There are more than a few things wrong with this statement. Or put more accurately, there are a few things wrong with an organisation that forces its people to mention this statement. Lets analyse in a little detail.

I’ve used icebergs to discuss this before – the concept of End User Customer Experience and Business System Customer Experience. Here is another analogy – you can tell I just daydream and doodle during meetings can’t you.

Lets look at the technical structures of an organisation and how they impact customer experience. My analogy here is currently beneath your feet.

The customers are currently interfacing with the surface of your company, in either a digital or physical sense, or in fact both. They may be on their mobile phones, tapping away at an app, they may be in a branch talking through a brochure with a banker, or they may be looking at some forms with a mobile banker, about to get a mortgage.

Its the policies, processes and protocols next that influence the actions you can take with the channels you’re dealing with. What is the requirements of you and the bank to move forward – are they stringent and arduous, or easy and smooth? is there a mountain of process steps and hand-offs or can one person do it all on the spot?
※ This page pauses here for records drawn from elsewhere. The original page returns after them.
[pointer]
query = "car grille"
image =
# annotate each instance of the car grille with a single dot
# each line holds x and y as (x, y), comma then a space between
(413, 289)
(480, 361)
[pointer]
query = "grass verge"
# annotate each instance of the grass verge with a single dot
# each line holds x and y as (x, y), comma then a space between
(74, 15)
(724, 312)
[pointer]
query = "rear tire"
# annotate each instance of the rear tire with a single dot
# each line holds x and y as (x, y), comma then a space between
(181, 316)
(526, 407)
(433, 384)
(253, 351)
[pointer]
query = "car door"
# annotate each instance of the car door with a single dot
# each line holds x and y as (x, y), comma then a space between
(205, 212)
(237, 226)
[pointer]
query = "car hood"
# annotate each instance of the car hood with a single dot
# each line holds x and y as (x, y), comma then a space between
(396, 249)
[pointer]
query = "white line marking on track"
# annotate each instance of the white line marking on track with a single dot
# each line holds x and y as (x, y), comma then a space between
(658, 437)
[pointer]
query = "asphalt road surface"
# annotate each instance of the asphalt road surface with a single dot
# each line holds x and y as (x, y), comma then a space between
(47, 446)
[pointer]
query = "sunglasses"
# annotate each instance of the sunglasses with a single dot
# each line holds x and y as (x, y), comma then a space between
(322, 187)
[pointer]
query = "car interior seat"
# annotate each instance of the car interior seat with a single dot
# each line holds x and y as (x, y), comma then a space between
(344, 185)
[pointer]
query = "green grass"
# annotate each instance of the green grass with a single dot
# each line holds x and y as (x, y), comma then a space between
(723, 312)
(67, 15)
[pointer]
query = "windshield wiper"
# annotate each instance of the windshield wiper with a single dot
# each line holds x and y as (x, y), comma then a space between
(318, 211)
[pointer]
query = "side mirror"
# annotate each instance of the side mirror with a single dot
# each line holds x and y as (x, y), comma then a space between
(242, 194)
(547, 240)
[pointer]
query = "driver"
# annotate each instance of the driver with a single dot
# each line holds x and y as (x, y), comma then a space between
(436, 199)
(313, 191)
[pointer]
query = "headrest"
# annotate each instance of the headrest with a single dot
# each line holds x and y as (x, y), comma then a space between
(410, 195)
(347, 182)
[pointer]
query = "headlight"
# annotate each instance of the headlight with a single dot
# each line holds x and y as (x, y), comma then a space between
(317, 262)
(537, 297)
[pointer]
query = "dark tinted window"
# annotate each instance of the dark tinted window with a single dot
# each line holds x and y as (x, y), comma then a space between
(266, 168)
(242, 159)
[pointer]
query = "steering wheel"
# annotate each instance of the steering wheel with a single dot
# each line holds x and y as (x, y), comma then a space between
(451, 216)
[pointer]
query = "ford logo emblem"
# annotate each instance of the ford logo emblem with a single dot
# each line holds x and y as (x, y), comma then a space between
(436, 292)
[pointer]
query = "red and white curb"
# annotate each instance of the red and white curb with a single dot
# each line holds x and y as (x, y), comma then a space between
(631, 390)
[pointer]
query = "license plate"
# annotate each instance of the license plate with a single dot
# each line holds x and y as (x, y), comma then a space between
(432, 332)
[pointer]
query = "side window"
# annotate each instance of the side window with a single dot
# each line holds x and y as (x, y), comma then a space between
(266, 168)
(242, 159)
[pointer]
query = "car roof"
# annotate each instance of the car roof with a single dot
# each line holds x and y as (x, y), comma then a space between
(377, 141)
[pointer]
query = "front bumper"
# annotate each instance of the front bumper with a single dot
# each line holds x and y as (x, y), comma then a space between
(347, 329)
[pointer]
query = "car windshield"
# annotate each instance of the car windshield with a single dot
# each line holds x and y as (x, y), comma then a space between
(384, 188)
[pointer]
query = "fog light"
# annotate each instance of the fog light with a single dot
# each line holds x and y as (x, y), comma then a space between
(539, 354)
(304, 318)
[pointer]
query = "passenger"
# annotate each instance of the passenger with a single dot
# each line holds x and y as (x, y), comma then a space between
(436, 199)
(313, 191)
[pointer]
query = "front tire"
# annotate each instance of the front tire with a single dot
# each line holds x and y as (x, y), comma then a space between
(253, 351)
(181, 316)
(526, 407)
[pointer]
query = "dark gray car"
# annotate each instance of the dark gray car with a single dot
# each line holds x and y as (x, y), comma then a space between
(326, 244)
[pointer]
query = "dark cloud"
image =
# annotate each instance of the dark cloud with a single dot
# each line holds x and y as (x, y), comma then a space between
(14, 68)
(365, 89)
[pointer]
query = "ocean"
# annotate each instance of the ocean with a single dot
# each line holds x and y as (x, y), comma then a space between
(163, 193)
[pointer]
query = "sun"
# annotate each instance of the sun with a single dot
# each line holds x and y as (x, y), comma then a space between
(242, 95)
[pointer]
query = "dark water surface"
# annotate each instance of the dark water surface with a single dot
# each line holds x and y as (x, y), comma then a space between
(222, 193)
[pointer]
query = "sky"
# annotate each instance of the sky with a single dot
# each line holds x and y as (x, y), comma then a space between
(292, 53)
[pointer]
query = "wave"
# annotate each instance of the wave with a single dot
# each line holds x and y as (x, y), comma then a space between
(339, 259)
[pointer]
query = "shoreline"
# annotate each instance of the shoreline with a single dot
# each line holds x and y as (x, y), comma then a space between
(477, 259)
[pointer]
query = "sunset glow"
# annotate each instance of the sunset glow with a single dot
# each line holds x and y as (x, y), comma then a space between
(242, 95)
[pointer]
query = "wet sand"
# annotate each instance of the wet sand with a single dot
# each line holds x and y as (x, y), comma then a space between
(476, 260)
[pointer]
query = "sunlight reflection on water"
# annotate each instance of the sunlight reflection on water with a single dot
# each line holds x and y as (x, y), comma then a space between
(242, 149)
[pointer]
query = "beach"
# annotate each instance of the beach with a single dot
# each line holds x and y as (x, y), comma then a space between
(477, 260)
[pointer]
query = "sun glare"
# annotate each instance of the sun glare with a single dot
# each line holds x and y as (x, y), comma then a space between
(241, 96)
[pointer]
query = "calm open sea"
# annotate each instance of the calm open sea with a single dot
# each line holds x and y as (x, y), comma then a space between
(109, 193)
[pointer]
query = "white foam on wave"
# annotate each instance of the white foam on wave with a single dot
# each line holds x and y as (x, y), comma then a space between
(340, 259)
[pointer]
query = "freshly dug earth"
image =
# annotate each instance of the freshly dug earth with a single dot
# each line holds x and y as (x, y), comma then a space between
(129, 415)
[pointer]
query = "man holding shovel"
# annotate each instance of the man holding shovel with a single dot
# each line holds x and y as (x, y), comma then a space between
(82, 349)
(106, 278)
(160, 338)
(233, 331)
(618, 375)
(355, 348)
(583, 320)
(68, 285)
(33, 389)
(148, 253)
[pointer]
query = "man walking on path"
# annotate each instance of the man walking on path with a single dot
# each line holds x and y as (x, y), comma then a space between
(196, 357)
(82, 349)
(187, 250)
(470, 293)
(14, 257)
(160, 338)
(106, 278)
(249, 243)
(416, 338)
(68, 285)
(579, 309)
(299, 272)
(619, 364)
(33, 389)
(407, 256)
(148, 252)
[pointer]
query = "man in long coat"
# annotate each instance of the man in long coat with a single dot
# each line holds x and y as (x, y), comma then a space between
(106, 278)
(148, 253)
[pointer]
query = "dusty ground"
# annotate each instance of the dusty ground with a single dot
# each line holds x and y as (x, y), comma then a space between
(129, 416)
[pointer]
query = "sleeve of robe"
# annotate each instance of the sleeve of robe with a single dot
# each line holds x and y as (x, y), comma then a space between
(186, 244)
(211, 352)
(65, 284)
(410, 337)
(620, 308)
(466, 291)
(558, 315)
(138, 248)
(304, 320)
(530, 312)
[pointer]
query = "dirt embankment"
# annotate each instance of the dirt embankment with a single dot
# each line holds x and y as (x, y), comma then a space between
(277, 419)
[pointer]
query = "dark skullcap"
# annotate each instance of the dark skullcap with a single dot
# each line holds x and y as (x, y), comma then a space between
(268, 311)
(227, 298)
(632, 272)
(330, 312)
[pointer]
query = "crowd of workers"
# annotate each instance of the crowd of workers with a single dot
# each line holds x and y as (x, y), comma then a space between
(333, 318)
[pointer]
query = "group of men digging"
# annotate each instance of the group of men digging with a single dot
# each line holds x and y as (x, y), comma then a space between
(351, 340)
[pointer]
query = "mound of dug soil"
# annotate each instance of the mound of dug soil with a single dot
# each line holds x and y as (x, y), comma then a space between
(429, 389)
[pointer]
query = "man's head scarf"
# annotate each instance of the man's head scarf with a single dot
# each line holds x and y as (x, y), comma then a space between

The products themselves may influence this, as all products are different. For example, many simple term deposits with low risk have online fulfillment and verification of the customer, whereas larger more ‘risky’ products like mortgages or complex debt arrangements obviously require greater checking. The reason why this requires human involvement is generally related to the last element more than risk management.

The platform on which an organisation operates is the key foundation to customer experience management that is sustainable and scalable. Can your organisation create the products it needs to sell, using the policies, processes and protocols it needs to make decisions, accessible through digital and physical channels the customer prefers?

How are you tackling these dimensions in a customer experience delivery framework?

How are you maintaining the grass your customers walk on, and the layers of soil underneath it that feeds the customer experience?